Comida Coreana en Guatemala

5. Tienda Asia

Ubicación: 13 avenida 19-44  zona 10, local 10.

Horario: lunes a sábado de 9 am a 8:30 pm

Si te queda lejos ir a las tiendas de Korea Town, podés visitar esta tienda ubicada en zona 10 y encontrar de todo, literalmente. Este paraíso para los amantes de la cultura coreana tiene pasillos llenos de snacks, que para los guatemaltecos resultan poco convencionales, como maní japonés con sabor a calamar, frituras con sabor a pulpo, chips de wasabi y pulpo o de arroz con sabor a alga, todos a un precio de Q15.

También tienen varias opciones dulces como galletas con relleno de chocolate (Q12), palitos con sabor a yogur (Q12), cacao (Q15) o limón (Q12). Además, ofrecen los tradicionales mochis rellenos de té verde, mango, melón, lychee y frijol colorado (Q35 el paquete de 6 a 8 piezas) o de sabores surtidos (Q80). También ofrecen kimchi (Q50) y tienen una amplia variedad de bebidas. Venden soju, una bebida con alcohol hecha a base de arroz y cereales a Q15, cervezas saborizadas a Q35 y sodas de melocotón y piña con un ligero toque de alcohol a Q15.

Salsa de soya, aceite de ajonjolí y comidas congeladas listas para preparar como pescado y pollo, carne de res, cerdo, pollo con huevo y tofu también son parte de las opciones de esta tienda.
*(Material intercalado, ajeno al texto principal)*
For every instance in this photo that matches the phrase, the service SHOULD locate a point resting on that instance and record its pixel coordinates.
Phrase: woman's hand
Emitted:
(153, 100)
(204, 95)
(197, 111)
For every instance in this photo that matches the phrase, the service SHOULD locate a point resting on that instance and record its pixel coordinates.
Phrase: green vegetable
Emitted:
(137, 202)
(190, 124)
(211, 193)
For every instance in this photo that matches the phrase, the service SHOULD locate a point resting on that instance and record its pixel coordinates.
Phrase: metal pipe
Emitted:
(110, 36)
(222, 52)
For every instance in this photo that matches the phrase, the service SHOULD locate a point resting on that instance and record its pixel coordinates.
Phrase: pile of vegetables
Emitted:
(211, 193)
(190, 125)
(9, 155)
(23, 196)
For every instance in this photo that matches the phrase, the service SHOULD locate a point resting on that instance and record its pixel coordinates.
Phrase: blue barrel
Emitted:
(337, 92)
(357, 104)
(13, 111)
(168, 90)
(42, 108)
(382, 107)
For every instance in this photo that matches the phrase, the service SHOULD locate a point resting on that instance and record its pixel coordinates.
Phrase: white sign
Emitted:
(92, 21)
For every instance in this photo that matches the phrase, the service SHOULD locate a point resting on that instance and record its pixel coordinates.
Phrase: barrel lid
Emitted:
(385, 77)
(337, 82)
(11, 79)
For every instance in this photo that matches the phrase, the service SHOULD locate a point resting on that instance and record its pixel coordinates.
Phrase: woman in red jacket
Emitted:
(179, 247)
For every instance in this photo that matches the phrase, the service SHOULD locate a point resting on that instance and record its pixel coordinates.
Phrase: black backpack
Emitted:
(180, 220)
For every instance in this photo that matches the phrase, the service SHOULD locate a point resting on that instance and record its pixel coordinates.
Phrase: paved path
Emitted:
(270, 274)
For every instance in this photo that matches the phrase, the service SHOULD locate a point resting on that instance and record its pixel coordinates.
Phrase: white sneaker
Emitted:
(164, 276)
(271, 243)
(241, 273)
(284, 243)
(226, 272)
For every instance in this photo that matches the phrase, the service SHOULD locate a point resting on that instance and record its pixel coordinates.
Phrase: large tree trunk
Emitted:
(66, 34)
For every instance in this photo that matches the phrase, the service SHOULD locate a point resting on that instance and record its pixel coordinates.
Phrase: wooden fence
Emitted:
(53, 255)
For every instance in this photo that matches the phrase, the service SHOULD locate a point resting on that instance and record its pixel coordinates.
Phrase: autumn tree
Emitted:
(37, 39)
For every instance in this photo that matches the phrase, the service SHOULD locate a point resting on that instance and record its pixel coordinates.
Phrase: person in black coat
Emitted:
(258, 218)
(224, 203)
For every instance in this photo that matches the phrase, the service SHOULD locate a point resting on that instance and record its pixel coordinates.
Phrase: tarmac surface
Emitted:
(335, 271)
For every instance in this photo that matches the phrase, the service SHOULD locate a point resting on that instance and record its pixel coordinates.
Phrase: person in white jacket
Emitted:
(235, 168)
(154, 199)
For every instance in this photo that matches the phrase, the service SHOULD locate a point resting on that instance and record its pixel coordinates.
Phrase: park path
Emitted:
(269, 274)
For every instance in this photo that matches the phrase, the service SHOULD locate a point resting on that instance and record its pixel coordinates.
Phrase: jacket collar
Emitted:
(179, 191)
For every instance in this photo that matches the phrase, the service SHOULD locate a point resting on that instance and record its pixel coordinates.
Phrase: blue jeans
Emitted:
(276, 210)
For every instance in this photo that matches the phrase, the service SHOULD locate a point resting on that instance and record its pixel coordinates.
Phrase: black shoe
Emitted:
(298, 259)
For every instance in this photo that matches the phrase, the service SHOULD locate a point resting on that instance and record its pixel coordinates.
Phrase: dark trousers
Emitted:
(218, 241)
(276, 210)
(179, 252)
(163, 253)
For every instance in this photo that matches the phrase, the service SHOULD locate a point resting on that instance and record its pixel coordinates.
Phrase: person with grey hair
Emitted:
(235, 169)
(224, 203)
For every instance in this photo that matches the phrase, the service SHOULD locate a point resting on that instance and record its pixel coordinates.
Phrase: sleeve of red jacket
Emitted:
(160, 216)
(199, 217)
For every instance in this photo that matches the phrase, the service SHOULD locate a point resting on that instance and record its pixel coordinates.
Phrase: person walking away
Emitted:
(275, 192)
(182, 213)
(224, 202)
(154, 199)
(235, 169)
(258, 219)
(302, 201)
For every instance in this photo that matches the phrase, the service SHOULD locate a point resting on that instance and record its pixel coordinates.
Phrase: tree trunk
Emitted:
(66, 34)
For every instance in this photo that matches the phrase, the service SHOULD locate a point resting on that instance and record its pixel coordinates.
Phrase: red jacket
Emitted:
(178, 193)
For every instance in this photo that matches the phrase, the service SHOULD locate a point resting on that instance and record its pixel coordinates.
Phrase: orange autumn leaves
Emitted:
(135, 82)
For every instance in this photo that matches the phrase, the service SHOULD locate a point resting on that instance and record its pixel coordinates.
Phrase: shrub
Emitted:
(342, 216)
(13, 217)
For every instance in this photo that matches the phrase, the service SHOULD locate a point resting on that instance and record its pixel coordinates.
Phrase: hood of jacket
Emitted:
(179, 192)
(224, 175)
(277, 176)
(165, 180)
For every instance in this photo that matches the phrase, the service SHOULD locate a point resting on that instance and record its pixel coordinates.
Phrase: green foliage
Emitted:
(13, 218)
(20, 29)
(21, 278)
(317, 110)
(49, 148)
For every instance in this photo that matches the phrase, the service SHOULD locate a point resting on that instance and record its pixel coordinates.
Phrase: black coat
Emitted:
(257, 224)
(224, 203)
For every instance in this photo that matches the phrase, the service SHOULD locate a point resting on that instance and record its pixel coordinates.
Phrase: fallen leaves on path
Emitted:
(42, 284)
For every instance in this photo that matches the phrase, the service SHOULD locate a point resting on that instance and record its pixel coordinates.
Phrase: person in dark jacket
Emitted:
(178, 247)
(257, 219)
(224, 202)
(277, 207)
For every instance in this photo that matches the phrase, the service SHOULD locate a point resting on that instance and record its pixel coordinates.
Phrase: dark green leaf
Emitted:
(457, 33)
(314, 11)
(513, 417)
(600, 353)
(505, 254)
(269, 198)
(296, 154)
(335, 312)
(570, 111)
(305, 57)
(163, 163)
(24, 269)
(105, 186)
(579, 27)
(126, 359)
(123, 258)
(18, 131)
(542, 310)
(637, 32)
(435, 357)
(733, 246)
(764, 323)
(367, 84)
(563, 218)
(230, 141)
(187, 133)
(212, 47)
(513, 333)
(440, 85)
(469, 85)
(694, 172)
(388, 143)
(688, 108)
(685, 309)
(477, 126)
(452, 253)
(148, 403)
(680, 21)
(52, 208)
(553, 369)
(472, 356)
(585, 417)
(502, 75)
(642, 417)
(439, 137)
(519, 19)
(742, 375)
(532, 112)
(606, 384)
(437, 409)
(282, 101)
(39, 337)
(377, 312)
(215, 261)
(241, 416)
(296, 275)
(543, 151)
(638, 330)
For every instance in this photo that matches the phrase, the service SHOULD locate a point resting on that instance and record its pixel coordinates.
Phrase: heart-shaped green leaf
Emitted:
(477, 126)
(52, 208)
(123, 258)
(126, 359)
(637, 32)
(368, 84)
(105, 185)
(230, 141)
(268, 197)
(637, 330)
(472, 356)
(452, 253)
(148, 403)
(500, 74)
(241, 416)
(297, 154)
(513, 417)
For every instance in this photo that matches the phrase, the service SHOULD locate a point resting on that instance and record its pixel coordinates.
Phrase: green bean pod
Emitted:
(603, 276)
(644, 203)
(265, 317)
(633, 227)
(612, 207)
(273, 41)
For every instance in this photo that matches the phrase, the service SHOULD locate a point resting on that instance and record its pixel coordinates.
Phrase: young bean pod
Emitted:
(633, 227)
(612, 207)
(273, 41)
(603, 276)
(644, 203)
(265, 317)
Mi parte favorita ahí es la de los helados y hay sabores tradicionales como chocolate y cereza, pero también podés encontrar otros más experimentales como helado de té matcha y uno bastante peculiar en forma de pescado que está relleno de frijol dulce. El costo varía según el sabor y el tamaño de la presentación, pero están entre los Q15 y los Q25.

Ah y por supuesto, no te podés ir de ahí sin dar una vuelta por el área de cosméticos. Tienen maquillaje, cremas para la cara y unas mascarillas que podés comprar en paquetes de 12 por Q45 o 10 por Q120, según según lo que necesités. Las hidratantes son GENIALES.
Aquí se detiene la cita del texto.